Mit der Stromstärke der Sende-LED und dem Abstand.
> Irgendwie muss er ja>wissen ab wann eine Pappe rot oder grün ist. Diese Werte ligen zwischen>weiß und schwarz - die Frage ist nur wie viel dazwischen.
Muss man messen/teste.
> Bisher ist ja>das Problem, dass dieser "Abstand" bzw. die Signalamplitude ebenfalls>abhängig vom Umgebungslicht ist.

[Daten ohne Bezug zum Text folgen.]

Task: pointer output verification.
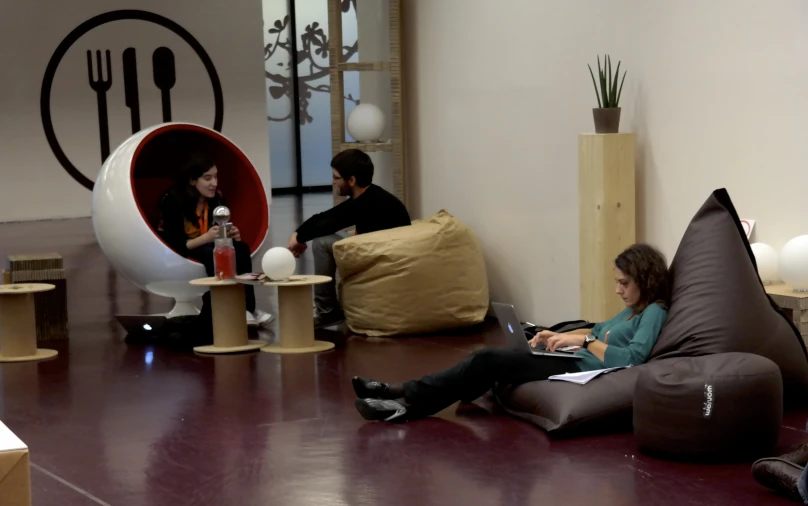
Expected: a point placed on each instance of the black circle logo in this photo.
(91, 24)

Desahlb ja die Modulation. Damit die das Umgebungslicht ausgeblendet und
nur deine Sende-LED gibt das Licht vor.
MFG
Falk
@Catherine
Das mit der Farberkennung ging etwas unter. Du hattest ja im ersten
Beitrag geschrieben, dass du eine IR-LED benutzt, da ist mit Farben ja
garnix möglich.
Da brauchst du in der Tat die RGB-LED und Phototransistor oder 3
Phototransen mit Farbfiltern. (je nach Anforderung. Die zweite
Möglichkeit ist umständlicher, aber schneller und u.U. genauer.)

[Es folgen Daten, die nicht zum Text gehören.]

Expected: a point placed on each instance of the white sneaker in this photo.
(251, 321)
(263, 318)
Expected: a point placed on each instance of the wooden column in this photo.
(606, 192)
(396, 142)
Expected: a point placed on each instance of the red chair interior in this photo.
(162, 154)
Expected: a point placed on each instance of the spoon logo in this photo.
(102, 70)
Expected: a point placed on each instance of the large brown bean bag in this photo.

Das ist mit µController wohl am bequemsten zu machen. Ich stell mir den
Messablauf etwa so vor (AD-Wandler):
1. Messung mit Umgebungslicht (LED aus)
2.-4. Messung mit R,G,B eingeschaltet (schnell nacheinander)
Danach rechnen:
Rotanteil = Rot-Messung - 1.Messung
Grünanteil = Grün-Messung - 1.Messung
Blauanteil = Blau-Messung - 1.Messung
Ist die Pappe gelb, gibts bei bei Rotanteil und Grünanteil nen
Ausschlag.
Die Frage ist dann, ob das Verfahren schnell genug ist, in ner Fabrik
oder Druckerei "fliegt" das Material ja förmlich vorbei.
@Falk
Jetzt versteh ich, warum Modulation+TSOP... eine Hell-Dunkel-Erkennung
mit Schwellwert reicht dir aus. Naja, zugegeben, ganz genau hat
Catherine die Aufgabe nicht beschrieben gehabt. Aber ich hab nach den
ersten 4 Posts eher den Eindruck, dass das nicht reicht. Naja egal - Da
jetzt Farberkennung dazugekommen ist, ist der TSOP ohnehin hinfällig.
dr.schmock schrieb:
>1. Messung mit Umgebungslicht (LED aus)
ja
>2.-4. Messung mit R,G,B eingeschaltet (schnell nacheinander)>Danach rechnen:>Rotanteil = Rot-Messung - 1.Messung>Grünanteil = Grün-Messung - 1.Messung>Blauanteil = Blau-Messung - 1.Messung
nicht ganz
2. Messung: rote LED an messen
3. Messung: alle LED aus messen
4. Messung: grüne LED an messen
5. Messung: alle LED aus messen
6. Messung: blaue LED an messen
dürfte mit µC kein Problem sein und es werden Farbunterschiede erkannt.
@ Catherine Haug (Gast)
Heute gibt es RGB-Sensoren.
RGB-Sensoren sind günstig im Preis (7,50 Euro) und der Bauteilaufwand
ist gering.
Siehe Dir mal den Link an:
http://www.lipoly.de/index.php?main_page=product_info&cPath=880_883_885_1822&products_id=104726
Der RGB Sensor:
Color Light Sensor - Avago ADJD-S371-Q999 Sparkfun SEN-08618
oder als Board:
Color Light Sensor Evaluation Board Sparkfun SEN-08663
Viel Spaß
GG
Das ist dann die drei LED's und der Empfaenger in einem Gehaeuse inkl.
Auswertung - sieht interessant aus. Allerdings muesste man sich da in
das Problem Umgebungslicht reinlesen und -denken.